Bunlar bu ulusun kuruluş ilkeleridir; bunlar ilan edilerek ulus oluşmuştur.

Takip eden asırlarda bu ilkeler el üstünde tutulmuş, yerilmiş, bunlara karşı çıkılmış, onlar için ve onlara karşı mücadeleler verilmiştir.

Jill Lepore’un, ‘Amerika Birleşik Devletleri Tarihi’, Amerika’nın başlangıcından günümüze kadar uzanan mücadeleler ve çelişkilerle dolu tarihine yönelik kapsamlı bir inceleme yürütüyor.

Bu uzun tarihi, “Fikir” (1492-1799), “Halk” (1800-1865), “Devlet” (1866-1945) ve “Makine” (1946-2016) şeklinde dört temel konu ve başlık altında tartışıyor.

Lepore’un bu kapsamlı incelemesi, Amerikan ulusunun ideolojik temellerini ve tarih boyunca bu temellerin nasıl tezahür ettiğini, yalnızca siyasi liderlere ya da önemli olaylara değil, aynı zamanda dönemin toplumsal olaylarına, ekonomik değişimlere ve kültürel gelişmelere de değinerek ortaya koyuyor.

Birleşik Devletler’in, temel idealleri olarak gördüğü özgürlük, eşitlik ve halkın egemenliği gibi kurucu ilkeleri sorgulayarak, bu idealleri, kölelik, ırkçılık, kadın hakları ve göçmenlik vb. konulardaki mücadelelerle iç içe geçirerek ele alıyor.

Bu doğrultuda Amerikan demokrasisinin zayıflıklarını ve sınırlarını tartışan Lepore, bir yandan da ulusal kimlik ve demokrasi kavramlarının dönüşümü bağlamında Amerikan toplumunun çeşitli kesimlerinin bu süreçteki rollerini ve birbirleriyle olan etkileşimlerini göstermeye çalışıyor.

Bu kitap, Amerikan tarihini anlamak bakımından temel bir kaynak olmasının yanı sıra, Amerikan toplumunun güncel meselelerini ve istikbaldeki yerini anlamak için çok iyi bir kılavuz.

  • Künye: Jill Lepore – Amerika Birleşik Devletleri Tarihi, çeviren: İrem G. Şalvarcı, Barış Arpaç, Vakıfbank Kültür Yayınları, tarih, 880 sayfa, 2024

Hamish Scott – Erken Modern Avrupa Tarihi (2024)

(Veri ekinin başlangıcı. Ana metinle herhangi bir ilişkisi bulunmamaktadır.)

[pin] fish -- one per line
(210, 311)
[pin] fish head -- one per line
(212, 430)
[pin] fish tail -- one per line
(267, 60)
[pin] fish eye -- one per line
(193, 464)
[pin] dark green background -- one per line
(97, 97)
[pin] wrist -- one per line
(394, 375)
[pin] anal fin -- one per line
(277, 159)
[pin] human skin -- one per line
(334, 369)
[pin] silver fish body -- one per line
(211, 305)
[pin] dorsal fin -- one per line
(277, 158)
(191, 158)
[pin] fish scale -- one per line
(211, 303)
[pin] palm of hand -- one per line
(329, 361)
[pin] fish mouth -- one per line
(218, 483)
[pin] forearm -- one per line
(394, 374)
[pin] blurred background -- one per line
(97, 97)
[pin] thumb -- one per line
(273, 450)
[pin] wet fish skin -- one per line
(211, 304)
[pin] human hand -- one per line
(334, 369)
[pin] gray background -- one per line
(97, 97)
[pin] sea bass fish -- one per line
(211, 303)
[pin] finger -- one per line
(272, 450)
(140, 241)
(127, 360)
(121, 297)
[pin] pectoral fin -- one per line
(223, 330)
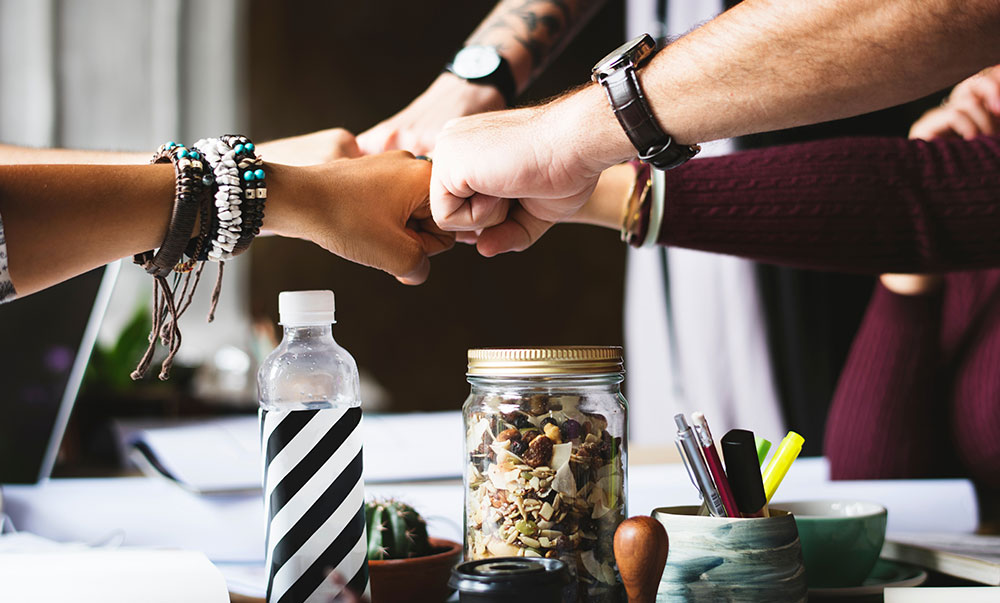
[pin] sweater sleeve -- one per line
(865, 205)
(888, 406)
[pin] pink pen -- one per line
(715, 464)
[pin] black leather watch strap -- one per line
(655, 146)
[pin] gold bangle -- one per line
(637, 201)
(630, 198)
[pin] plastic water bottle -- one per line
(310, 419)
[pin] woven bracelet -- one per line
(253, 179)
(189, 192)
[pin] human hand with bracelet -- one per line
(207, 202)
(62, 220)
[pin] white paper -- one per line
(110, 576)
(965, 594)
(140, 512)
(223, 455)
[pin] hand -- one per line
(311, 149)
(372, 210)
(416, 127)
(512, 174)
(972, 109)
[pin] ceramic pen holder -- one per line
(731, 559)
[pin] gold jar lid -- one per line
(545, 361)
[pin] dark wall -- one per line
(317, 64)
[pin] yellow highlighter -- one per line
(781, 460)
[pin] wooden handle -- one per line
(641, 553)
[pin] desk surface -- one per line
(229, 528)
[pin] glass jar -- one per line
(546, 448)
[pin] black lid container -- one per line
(504, 579)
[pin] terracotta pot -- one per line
(416, 580)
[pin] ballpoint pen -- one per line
(687, 466)
(714, 463)
(762, 447)
(781, 460)
(685, 435)
(740, 452)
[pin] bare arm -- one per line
(306, 149)
(764, 65)
(531, 33)
(62, 220)
(528, 33)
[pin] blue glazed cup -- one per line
(841, 540)
(730, 559)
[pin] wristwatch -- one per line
(617, 72)
(484, 65)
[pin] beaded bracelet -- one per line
(192, 194)
(190, 190)
(253, 177)
(228, 198)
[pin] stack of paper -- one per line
(111, 576)
(969, 556)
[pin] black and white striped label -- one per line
(314, 499)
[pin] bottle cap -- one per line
(503, 579)
(303, 308)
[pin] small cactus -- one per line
(395, 531)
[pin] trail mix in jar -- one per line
(545, 479)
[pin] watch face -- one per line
(474, 62)
(633, 52)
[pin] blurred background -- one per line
(131, 74)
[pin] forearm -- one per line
(606, 205)
(773, 64)
(62, 220)
(866, 205)
(530, 33)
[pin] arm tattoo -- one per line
(539, 27)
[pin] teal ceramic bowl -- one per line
(730, 559)
(841, 540)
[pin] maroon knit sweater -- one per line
(919, 395)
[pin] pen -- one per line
(703, 510)
(740, 452)
(762, 447)
(685, 436)
(788, 450)
(714, 464)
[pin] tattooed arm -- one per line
(528, 33)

Avrupa’nın modernliğe giden uzun yolculuğunda, dinler ve kiliseler de büyük değişimler yaşadı.

Ortaçağların baskın Katolik Kilisesi önce siyasî gücünü, sonra da evrensel dinî otoritesini kaybederken, yeni mezhepler, kiliseler ve din yorumları bütün Avrupa’yı sardı ve sarstı.

Bununla birlikte 16. yüzyılın sonunda kurumsallaşan Katolik Reformu, ortaya çıkan yeni kilse ve din yorumları toplumları bölen, savaşları başlatan ve bitiren esas unsurlar hâlini aldı.

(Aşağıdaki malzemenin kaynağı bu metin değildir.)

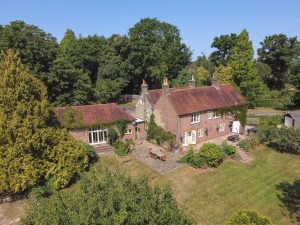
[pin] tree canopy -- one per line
(33, 148)
(108, 198)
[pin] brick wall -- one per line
(210, 124)
(82, 135)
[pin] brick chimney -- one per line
(144, 87)
(165, 86)
(215, 82)
(192, 82)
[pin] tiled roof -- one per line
(93, 114)
(189, 100)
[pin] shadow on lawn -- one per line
(290, 198)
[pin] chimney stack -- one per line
(165, 86)
(144, 87)
(192, 82)
(215, 82)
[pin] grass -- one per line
(212, 195)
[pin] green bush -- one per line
(212, 154)
(108, 197)
(284, 139)
(228, 149)
(120, 147)
(250, 143)
(93, 157)
(247, 217)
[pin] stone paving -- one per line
(141, 152)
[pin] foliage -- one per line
(32, 147)
(158, 134)
(72, 118)
(91, 153)
(107, 90)
(225, 45)
(278, 51)
(244, 72)
(228, 149)
(36, 48)
(112, 198)
(250, 143)
(224, 74)
(283, 139)
(120, 147)
(212, 153)
(66, 84)
(247, 217)
(156, 49)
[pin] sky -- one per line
(198, 21)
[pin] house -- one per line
(95, 120)
(192, 113)
(292, 119)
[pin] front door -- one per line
(98, 135)
(190, 137)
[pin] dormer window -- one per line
(216, 114)
(195, 118)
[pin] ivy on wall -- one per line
(239, 112)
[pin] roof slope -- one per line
(93, 114)
(189, 100)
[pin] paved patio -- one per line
(141, 152)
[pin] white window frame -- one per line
(200, 133)
(209, 115)
(195, 117)
(222, 125)
(193, 137)
(216, 115)
(128, 131)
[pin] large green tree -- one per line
(278, 51)
(108, 198)
(32, 146)
(37, 49)
(156, 51)
(66, 84)
(244, 72)
(224, 45)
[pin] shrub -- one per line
(111, 198)
(93, 157)
(250, 142)
(285, 139)
(245, 217)
(212, 154)
(228, 149)
(120, 147)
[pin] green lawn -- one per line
(212, 195)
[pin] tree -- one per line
(107, 90)
(37, 49)
(156, 50)
(224, 44)
(278, 51)
(244, 72)
(68, 39)
(108, 198)
(33, 148)
(246, 217)
(66, 84)
(224, 73)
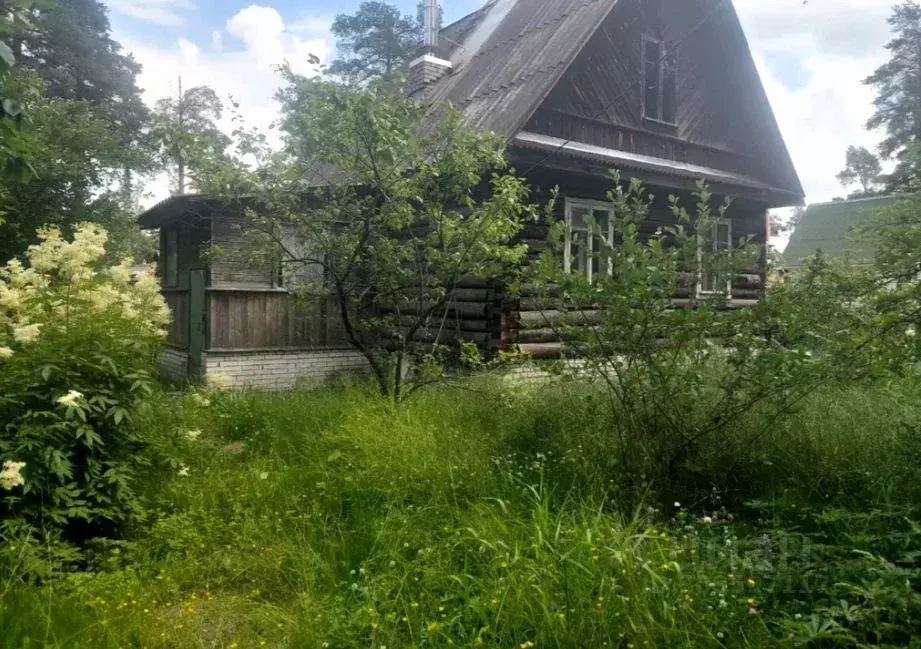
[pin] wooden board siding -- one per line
(270, 320)
(178, 302)
(231, 266)
(723, 121)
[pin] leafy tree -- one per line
(69, 44)
(384, 218)
(861, 168)
(78, 159)
(16, 143)
(898, 93)
(185, 129)
(375, 42)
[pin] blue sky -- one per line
(198, 20)
(812, 58)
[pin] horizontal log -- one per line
(455, 310)
(481, 339)
(530, 290)
(542, 350)
(545, 335)
(540, 319)
(731, 304)
(469, 281)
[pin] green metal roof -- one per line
(827, 227)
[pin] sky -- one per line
(812, 57)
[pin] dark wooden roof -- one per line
(508, 55)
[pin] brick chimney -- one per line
(427, 68)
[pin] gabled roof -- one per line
(826, 227)
(507, 56)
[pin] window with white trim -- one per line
(589, 233)
(714, 276)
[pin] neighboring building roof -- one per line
(826, 227)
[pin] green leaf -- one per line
(12, 107)
(6, 54)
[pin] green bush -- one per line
(78, 344)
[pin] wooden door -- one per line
(196, 324)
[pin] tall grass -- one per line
(491, 517)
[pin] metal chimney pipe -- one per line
(430, 24)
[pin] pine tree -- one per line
(898, 94)
(376, 42)
(71, 48)
(861, 168)
(185, 129)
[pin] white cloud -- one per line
(160, 12)
(837, 44)
(188, 51)
(242, 68)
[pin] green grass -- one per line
(493, 517)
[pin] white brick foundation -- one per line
(270, 370)
(173, 365)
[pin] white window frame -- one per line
(591, 205)
(715, 224)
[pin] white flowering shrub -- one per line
(78, 343)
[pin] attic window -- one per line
(589, 232)
(659, 81)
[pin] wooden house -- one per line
(664, 90)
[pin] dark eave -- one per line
(176, 208)
(534, 149)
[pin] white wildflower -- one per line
(11, 475)
(26, 333)
(70, 399)
(217, 380)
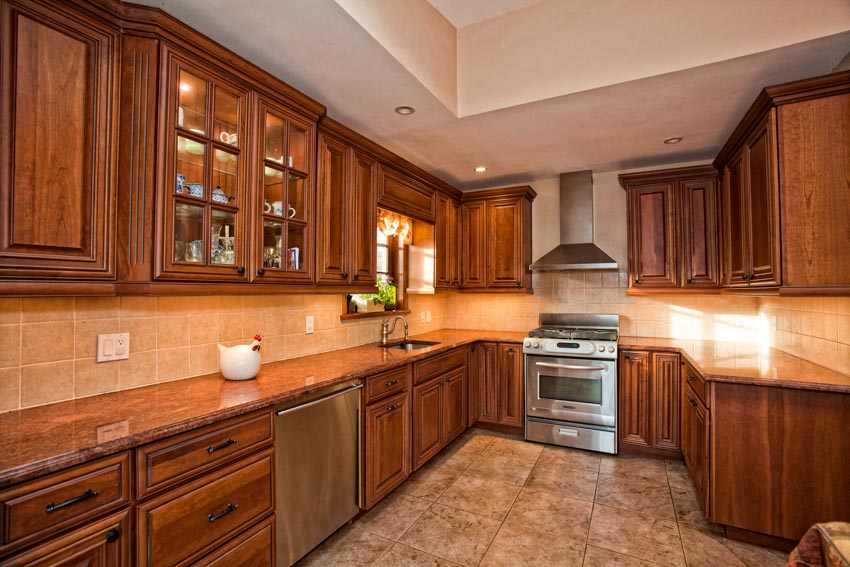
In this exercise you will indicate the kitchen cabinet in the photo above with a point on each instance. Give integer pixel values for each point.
(649, 402)
(672, 229)
(387, 436)
(496, 239)
(347, 207)
(59, 110)
(447, 235)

Hızla çoğalan Katolik tarikatlar, Protestan ve Kalvinist kiliseler erken modern zihniyet değişimlerinin kâh öncüsü, kâh neticesi oldu.

Öte yandan Avrupa’nın diğer din ve kiliseleri, İslâm, Yahudilik ve Doğu Kiliseleri de kendi içlerinde çeşitli değişimler yaşadı.

Tüm bunları erken modernite çerçevesinde ele alan, alanının uzmanlarını bir araya getiren ‘Erken Modern Avrupa Tarihi: Kiliseler, İnançlar ve Mezhepler’, raflardaki yerini aldı.

  • Künye: Hamish Scott – Erken Modern Avrupa Tarihi: Kiliseler, İnançlar ve Mezhepler, çeviren: İsmail Hakkı Yılmaz, Vakıfbank Kültür Yayınları, tarih, 408 sayfa, 2024

David Punter – Metafor (2024)

David Punter’ın ‘Metafor’ kitabı, metafor kavramının edebiyat, dil, kültür ve düşünce üzerindeki etkisini derinlemesine inceliyor.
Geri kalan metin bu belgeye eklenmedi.